I attended my first retreat this month. It was Angelo’s multimodality retreat at the Art of Living in Boone, NC. The entire experience was profoundly powerful.

I did circling with the Inside Circle team on my first day. This was an unbelievable experience. Something deep and ancient inside my body was purged in that circle. It was felt completely and held by everyone in the room. I have so much gratitude that words cannot accurately express it.

It was nice doing the circle on day one as I had the remaining four days to integrate. Going in, I knew the energy that I would likely touch into. I’ve been feeling this tension and intensity for a few years now.
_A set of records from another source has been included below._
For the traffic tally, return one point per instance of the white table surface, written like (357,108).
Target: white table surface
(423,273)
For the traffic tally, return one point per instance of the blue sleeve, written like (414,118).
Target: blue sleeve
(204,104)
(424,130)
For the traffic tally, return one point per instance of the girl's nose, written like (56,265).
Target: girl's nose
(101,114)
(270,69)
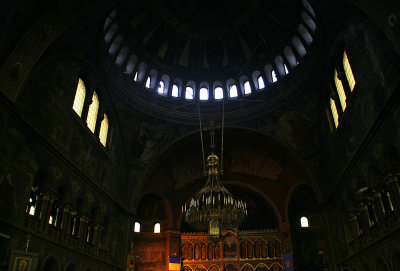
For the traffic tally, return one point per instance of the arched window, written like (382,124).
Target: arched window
(218,93)
(157,228)
(304,222)
(175,91)
(137,227)
(340,91)
(92,112)
(203,94)
(348,71)
(189,93)
(247,88)
(233,91)
(148,81)
(104,130)
(286,69)
(160,89)
(261,83)
(273,75)
(334,112)
(79,97)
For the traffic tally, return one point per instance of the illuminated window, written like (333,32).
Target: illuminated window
(32,210)
(233,91)
(218,93)
(92,112)
(304,222)
(79,98)
(334,112)
(247,88)
(274,78)
(261,83)
(175,91)
(348,72)
(157,228)
(203,94)
(104,130)
(189,93)
(137,227)
(160,89)
(340,90)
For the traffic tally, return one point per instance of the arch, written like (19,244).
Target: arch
(190,90)
(247,264)
(110,33)
(104,130)
(308,21)
(280,65)
(79,100)
(305,34)
(71,267)
(141,72)
(298,46)
(91,118)
(290,56)
(244,84)
(122,54)
(130,65)
(218,92)
(115,45)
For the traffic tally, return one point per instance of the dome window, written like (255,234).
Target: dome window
(148,81)
(203,94)
(189,93)
(261,83)
(175,91)
(104,130)
(137,227)
(218,93)
(160,89)
(304,222)
(334,112)
(286,69)
(233,91)
(157,228)
(273,75)
(247,88)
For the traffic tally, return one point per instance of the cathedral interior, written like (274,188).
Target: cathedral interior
(109,109)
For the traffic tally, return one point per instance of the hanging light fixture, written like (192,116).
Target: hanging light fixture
(214,208)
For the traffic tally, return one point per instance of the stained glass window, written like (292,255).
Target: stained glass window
(92,113)
(104,130)
(79,97)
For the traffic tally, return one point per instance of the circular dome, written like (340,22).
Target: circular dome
(207,51)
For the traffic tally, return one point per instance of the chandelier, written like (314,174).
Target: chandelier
(214,208)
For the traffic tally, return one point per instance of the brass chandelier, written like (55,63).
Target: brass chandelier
(214,208)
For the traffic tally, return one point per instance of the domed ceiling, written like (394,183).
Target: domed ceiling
(206,50)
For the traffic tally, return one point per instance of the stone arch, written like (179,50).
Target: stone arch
(51,263)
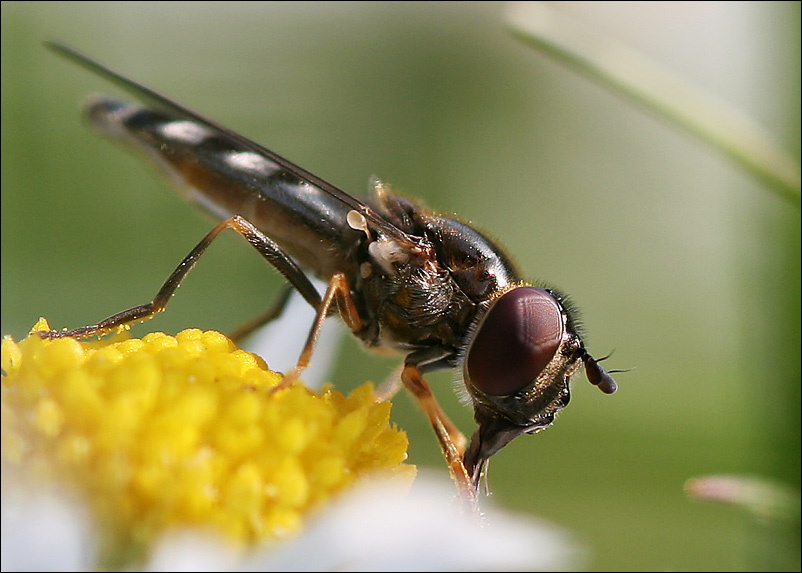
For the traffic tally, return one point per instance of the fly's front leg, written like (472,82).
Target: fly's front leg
(266,247)
(452,441)
(339,291)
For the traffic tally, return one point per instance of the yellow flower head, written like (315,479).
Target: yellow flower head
(165,432)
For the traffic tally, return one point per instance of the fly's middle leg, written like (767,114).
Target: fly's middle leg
(339,292)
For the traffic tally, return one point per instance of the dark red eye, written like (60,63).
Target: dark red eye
(517,339)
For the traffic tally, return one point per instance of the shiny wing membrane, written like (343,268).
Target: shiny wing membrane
(172,107)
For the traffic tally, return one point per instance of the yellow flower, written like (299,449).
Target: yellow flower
(165,432)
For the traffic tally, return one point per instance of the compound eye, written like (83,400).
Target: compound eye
(518,337)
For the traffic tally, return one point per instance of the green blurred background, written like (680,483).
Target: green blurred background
(678,260)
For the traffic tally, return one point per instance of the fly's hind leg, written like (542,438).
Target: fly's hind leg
(266,247)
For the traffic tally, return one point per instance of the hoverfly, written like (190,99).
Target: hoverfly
(400,276)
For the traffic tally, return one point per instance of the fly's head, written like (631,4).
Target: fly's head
(522,353)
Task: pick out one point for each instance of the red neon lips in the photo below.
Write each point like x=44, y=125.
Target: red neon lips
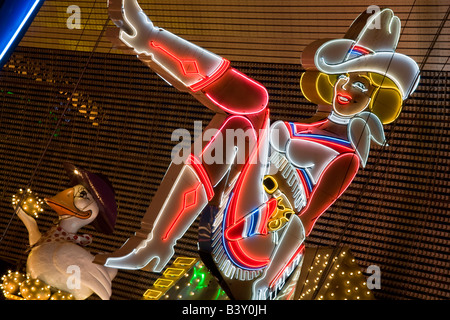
x=343, y=98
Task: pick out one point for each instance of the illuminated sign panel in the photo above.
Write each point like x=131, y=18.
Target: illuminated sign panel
x=256, y=214
x=15, y=18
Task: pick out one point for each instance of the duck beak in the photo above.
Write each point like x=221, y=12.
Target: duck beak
x=63, y=204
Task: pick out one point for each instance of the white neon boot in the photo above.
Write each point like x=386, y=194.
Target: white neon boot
x=176, y=205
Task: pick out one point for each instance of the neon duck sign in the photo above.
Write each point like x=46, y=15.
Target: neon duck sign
x=256, y=215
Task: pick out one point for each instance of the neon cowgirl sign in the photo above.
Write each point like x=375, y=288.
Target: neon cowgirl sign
x=255, y=215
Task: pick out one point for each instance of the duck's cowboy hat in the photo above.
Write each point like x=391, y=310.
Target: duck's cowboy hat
x=101, y=190
x=368, y=46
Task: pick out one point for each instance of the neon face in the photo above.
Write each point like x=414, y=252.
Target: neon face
x=352, y=94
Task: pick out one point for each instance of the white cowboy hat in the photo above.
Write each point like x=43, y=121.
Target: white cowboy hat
x=366, y=47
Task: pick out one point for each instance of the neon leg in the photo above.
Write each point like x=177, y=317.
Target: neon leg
x=335, y=179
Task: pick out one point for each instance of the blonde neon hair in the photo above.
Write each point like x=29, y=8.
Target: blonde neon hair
x=386, y=102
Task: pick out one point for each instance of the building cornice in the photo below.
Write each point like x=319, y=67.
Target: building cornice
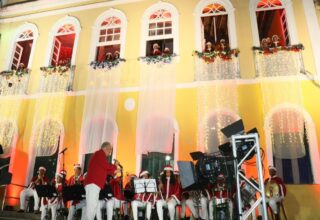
x=8, y=14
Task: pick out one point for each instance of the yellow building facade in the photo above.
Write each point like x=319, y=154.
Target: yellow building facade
x=195, y=96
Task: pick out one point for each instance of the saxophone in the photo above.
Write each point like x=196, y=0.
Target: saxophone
x=272, y=189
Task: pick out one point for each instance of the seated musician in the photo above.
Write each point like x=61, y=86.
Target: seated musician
x=118, y=198
x=77, y=178
x=145, y=200
x=169, y=195
x=41, y=179
x=275, y=191
x=203, y=196
x=56, y=202
x=221, y=196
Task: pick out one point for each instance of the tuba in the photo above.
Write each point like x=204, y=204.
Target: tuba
x=272, y=189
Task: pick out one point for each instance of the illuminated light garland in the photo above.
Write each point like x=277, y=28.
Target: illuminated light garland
x=106, y=64
x=57, y=69
x=168, y=58
x=209, y=57
x=272, y=50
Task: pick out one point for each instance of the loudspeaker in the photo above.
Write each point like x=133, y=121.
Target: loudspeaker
x=188, y=175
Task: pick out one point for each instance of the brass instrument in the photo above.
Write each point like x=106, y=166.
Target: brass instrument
x=272, y=189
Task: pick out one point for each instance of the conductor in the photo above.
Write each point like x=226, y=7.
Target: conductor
x=98, y=169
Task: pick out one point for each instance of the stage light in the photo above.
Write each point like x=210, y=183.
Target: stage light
x=242, y=147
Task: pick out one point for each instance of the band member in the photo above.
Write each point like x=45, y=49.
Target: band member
x=77, y=178
x=275, y=191
x=41, y=179
x=98, y=169
x=118, y=198
x=169, y=193
x=221, y=195
x=56, y=202
x=145, y=200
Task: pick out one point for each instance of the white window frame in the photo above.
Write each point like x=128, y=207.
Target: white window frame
x=54, y=32
x=145, y=27
x=96, y=32
x=231, y=22
x=15, y=39
x=291, y=26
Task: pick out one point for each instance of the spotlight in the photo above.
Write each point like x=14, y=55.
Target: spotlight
x=242, y=147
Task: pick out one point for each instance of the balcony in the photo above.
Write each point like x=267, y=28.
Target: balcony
x=56, y=78
x=14, y=82
x=217, y=65
x=278, y=61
However, in the circle it was ten times “bigger” than anything I’ve felt on my own. So much came up, was felt, held and released that my physical body was bursting at the seams.

I met so many wonderful people and felt so much connection and community. It really struck me how important this is. All my life I’ve felt like a reject, like someone who doesn’t belong and is by default not accepted. I could see how the mind wanted to run back into the familiar patterns of staying small and alone, but by the end of the week, the guards had put down their shields and I was open. To be amongst authentic people supporting each other on the path was such a blessing.

Another very impactful experience was the day we did holotropic breathwork. We paired up and breathed for one hour to a soundtrack. One person breathes while the other sits and holds space, providing support when needed.

Almost immediately my body lit up with vibrations all over. Every fiber of my being was alive. Towards the end, it became very emotional. I am so grateful for the beautiful human who was my sitter. This emotional energy came pouring out of me and she was there to hold my hand.

The pain of this trauma and this energy has felt so massive. Like a blackness slowly leeching the life force from me. It’s been there all my life and is what I’ve been protecting and guarding.

Between the circle and the breathwork, it was allowed, accepted, and let go of.

That night following the breathwork I felt a profound shift in the body. It was as though the connection between my upper and lower body was restored and I now have full and complete access to every aspect of my energy body.

I can sense that there is more pain to be felt, more tension to notice, and more energy that wants to flow, but the body feels very good now. It feels open and ready to meet whatever comes up.

There is plenty more to say about the experience, but I’ll leave it alone for now.